Yogi Berra was, to my way of thinking, one of the two most significant philosophers of the 20th century. He had a simple, direct way of looking at life and summing up its highest order principles in his own elegant way. He was extraordinarily deft at applying the famed razor of William of Ockham.

To someone like me who grew up in a blue-collar home in a small northeast Indiana town, Ockham’s Razor can be understood as: “Cut the crap and get to the point.”

Which I will try to do.

Several weeks ago, I lost another cousin to a premature death. This is the third one, all younger than I, to predecease me. I descend from several quite large German immigrant families who settled Allen County well before the Civil War. I have at least 30 close cousins, by “close” I mean they were part of our Christmas gatherings and whose birthdays were an opportunity for us all to get together on one of the farms or at a city home.

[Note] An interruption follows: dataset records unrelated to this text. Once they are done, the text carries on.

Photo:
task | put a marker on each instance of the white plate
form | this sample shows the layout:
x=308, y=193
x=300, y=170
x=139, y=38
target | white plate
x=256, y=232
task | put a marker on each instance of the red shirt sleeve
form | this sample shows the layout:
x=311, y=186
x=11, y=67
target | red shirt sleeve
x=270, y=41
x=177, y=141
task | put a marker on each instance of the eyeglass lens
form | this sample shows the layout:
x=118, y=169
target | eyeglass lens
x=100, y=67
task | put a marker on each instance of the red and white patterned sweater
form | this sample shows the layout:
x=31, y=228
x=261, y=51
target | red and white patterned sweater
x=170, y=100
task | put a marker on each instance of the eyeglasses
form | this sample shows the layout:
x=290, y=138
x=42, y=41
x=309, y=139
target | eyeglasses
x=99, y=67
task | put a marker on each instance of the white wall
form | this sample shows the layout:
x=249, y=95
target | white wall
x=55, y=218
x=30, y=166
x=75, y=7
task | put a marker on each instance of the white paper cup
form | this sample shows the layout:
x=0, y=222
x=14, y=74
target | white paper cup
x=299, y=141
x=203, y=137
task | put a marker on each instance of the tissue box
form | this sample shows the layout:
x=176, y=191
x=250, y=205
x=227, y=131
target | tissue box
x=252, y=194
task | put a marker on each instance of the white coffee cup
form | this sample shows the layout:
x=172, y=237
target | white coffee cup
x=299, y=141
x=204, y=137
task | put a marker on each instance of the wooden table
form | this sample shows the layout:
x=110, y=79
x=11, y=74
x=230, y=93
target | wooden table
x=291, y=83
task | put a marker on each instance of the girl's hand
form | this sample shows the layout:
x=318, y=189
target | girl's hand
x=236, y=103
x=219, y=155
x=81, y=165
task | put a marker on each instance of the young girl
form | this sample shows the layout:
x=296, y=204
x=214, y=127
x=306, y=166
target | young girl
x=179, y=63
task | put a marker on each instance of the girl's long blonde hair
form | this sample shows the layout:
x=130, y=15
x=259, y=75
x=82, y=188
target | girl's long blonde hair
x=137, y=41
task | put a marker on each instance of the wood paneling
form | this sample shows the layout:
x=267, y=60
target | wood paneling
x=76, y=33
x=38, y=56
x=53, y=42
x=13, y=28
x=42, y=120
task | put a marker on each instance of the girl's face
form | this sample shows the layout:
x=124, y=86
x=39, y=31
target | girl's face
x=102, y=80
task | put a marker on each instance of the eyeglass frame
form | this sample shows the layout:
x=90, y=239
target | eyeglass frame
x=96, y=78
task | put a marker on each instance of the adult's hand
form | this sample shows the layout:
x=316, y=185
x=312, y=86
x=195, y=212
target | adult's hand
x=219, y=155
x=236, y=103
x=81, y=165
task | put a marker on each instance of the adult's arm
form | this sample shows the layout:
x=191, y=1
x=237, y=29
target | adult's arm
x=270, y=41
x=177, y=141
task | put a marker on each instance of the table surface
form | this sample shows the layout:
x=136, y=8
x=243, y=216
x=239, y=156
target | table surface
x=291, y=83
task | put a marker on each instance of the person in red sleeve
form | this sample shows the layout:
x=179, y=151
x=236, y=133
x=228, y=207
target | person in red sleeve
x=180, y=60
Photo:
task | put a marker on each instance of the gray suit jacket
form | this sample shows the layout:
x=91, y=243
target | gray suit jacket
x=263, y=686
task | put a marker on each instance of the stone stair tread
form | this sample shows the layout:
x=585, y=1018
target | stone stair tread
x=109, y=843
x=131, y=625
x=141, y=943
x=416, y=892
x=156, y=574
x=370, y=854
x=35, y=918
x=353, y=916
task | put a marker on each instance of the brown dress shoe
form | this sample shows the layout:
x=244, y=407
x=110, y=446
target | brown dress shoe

We were a fecund tribe, something that has been lost in the demographic crisis of declining childbirth rates. I have second and third cousins, once and twice removed, whom I don’t even know. (A word to the wise: Don’t ask me to explain the difference between a second cousin and a first cousin once removed. I know the difference and can hold forth on the subject for hours.)

One of things I enjoy most in my dotage is to talk to someone who, unbeknownst to either of us, is my third cousin. This has happened more than once and it can be simultaneously both exciting and embarrassing to learn that a friend of many years is a relative.

Yogi is reminding me of his muse Ockham’s Razor right now so let’s get back to funerals.

My wife and I attended my cousin’s funeral and of course we were in the procession going to the cemetery. Funeral processions are a community ritual, more so in small towns but even in my Fort Wayne. There are still enough of us traditionalists around that we understand their significance. It is a procession of the family and friends of a member of our community who is being laid to rest. Reverential respect is the order of day even though we very likely never knew the deceased.

Even in semi-metropolitan Fort Wayne, protocol is observed. By that I mean oncoming traffic pulls over and stops until the procession has passed.

This funeral procession was not large but it needed to travel from one side of town to the other so that my cousin could be buried in the large Lutheran cemetery close to his parents. We went through downtown and traversed several rather busy thoroughfares. Nearly everyone stopped while we passed.

Everyone, that is, but for one driver with a rather inflated concept of self-importance whose time is much more important than everyone else’s. This impatient person pulled into the oncoming lane and passed the entire procession at a high rate of speed, running the red light at the next intersection. Fortunately the cars in the other lane had pulled over to the curb and those at the intersection were stopped to allow us to pass through so this self-important person was able to speed by without incident.

Perhaps this person was rushing a sick family member to the hospital or had been called to an emergency, so I should not be judgmental. Much more likely is that the driver just couldn’t be bothered to show respect for the deceased and his grieving family and friends. Even so, I am more saddened than angered by the fact that there are those so self-absorbed to feel no obligation to observe long-held social customs if it involves the least bit of inconvenience.

A positive take on this is that almost everyone else pulled over and stopped. Our midwestern ethos is still defending itself against the anti-culture barbarians at the gates. We are not Portland. There is comfort to be had in that.